Elba Nunez, the Paraguay-based coordinator of CLADEM, a nonprofit working on gender issues across Latin America, cites how men increasingly take on household chores. Some even change their children’s diapers, something that would have been unthinkable in much of the region 20 years ago.
And El Salvador has just passed a law mandating three days of paternity leave. If that sounds like peanuts, it’s worth recalling that the US is one of just a handful of countries that does not even recognize maternity leave as a legal right.
“We have made significant advances,” Nunez added. “Most constitutions in Latin America now recognize gender equality. But we still have a long way to go, especially for reproductive and sexual rights.”
But there still remains a long way to go before many women in the region are able to actually enjoy rights they’ve already won on paper.
“We have super beautiful laws but the question is how do we manage to get them enforced when there are so few resources and so much resistance?” Guevara asked.

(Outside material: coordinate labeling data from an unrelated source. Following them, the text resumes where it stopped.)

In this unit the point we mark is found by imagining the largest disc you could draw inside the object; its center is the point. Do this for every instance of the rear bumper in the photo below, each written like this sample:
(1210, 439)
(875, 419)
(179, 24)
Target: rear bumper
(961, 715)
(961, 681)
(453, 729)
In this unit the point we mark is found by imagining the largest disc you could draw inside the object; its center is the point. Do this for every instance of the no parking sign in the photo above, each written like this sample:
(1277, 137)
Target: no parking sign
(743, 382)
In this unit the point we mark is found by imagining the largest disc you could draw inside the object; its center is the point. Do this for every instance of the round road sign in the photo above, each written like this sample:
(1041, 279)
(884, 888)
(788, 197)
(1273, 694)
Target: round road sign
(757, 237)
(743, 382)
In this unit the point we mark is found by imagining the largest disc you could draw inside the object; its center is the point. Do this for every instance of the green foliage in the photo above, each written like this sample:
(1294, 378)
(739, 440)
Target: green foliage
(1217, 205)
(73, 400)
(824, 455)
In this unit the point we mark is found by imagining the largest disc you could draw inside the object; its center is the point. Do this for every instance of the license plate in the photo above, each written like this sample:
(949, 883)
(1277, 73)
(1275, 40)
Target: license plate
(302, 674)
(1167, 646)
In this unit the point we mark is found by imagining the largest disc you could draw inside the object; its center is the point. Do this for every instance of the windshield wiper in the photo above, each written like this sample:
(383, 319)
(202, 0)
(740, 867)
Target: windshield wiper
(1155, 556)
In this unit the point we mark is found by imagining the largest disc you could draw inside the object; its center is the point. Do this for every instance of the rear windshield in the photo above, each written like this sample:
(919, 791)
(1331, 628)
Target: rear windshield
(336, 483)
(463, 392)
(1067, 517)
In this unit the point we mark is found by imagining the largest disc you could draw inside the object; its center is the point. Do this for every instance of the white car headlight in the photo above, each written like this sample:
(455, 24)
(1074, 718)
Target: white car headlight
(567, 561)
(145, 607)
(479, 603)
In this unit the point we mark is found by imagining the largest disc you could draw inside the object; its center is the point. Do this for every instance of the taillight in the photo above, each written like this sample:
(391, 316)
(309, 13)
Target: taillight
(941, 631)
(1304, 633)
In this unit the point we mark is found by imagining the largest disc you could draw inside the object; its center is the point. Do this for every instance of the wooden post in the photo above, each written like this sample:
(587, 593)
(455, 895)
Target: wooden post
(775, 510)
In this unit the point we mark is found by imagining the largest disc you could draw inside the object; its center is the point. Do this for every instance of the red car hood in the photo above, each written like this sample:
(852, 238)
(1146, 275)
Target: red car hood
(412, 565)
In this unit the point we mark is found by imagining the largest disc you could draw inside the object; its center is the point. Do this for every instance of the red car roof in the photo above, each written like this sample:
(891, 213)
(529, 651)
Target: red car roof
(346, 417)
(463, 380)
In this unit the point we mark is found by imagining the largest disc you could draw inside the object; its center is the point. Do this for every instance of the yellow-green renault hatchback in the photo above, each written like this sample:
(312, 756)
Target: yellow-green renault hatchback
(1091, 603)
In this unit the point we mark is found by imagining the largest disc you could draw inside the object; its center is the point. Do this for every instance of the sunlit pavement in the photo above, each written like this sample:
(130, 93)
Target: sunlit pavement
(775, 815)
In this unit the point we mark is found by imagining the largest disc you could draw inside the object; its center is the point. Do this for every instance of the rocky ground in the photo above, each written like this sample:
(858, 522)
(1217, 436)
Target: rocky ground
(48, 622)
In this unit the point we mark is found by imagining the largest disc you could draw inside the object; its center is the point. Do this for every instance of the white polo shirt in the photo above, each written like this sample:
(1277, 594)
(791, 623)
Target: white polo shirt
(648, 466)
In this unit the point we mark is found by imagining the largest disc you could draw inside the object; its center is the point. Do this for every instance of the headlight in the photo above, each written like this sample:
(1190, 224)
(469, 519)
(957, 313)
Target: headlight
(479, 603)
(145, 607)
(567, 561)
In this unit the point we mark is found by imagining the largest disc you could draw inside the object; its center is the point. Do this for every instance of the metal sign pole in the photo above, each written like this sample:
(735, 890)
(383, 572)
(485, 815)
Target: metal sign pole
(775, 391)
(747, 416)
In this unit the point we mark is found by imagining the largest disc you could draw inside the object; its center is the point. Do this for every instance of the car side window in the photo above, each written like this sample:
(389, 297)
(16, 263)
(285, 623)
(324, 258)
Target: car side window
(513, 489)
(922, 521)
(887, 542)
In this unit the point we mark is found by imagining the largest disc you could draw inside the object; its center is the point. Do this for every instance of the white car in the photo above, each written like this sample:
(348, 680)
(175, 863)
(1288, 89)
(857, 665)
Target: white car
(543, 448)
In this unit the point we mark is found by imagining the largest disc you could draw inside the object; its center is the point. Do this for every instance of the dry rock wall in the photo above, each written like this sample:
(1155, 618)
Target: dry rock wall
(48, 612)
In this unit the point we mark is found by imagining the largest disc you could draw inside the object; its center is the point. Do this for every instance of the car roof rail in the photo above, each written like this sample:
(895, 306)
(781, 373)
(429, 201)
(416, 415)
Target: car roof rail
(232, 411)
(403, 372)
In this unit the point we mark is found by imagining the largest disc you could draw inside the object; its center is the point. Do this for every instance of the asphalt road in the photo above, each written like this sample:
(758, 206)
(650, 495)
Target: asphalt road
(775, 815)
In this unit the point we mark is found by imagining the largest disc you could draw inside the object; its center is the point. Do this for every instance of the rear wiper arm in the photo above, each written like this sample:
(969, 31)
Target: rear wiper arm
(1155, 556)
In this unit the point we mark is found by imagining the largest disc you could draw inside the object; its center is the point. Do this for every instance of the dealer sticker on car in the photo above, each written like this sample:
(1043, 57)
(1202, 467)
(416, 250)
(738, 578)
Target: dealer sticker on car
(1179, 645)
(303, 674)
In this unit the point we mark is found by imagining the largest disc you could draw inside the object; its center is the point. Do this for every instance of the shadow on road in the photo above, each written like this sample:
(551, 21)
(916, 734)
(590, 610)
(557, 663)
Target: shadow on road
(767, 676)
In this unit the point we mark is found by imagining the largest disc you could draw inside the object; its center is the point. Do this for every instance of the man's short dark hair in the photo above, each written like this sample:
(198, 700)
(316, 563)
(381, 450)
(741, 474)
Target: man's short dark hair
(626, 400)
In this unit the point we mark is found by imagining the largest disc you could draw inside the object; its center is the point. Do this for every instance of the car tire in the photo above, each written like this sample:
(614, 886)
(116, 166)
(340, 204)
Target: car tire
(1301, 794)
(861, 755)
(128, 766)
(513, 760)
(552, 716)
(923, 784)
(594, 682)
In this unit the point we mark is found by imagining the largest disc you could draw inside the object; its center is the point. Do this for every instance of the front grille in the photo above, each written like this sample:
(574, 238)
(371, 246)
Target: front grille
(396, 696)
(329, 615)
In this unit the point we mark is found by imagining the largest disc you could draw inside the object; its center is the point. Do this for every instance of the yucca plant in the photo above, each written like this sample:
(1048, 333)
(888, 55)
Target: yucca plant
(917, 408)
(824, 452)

The answer may well come from the new generation of female leaders, who, like the woman many tip as the next US president, Hillary Clinton, haven’t shied from championing women’s issues.
Brazilian President Dilma Rousseff, tweeting to mark the International Day for the Elimination of Violence against Women, on Nov. 25, described her country as still being “sexist and prejudiced.”
Meanwhile, Bachelet has spent much of her time since stepping down from her first term as Chilean president in 2010 by heading UN Women.
Although change may still seem slow, it’s likely to pick up as more women politicians come to the fore, a regional trend that may have seemed impossible just a few years ago.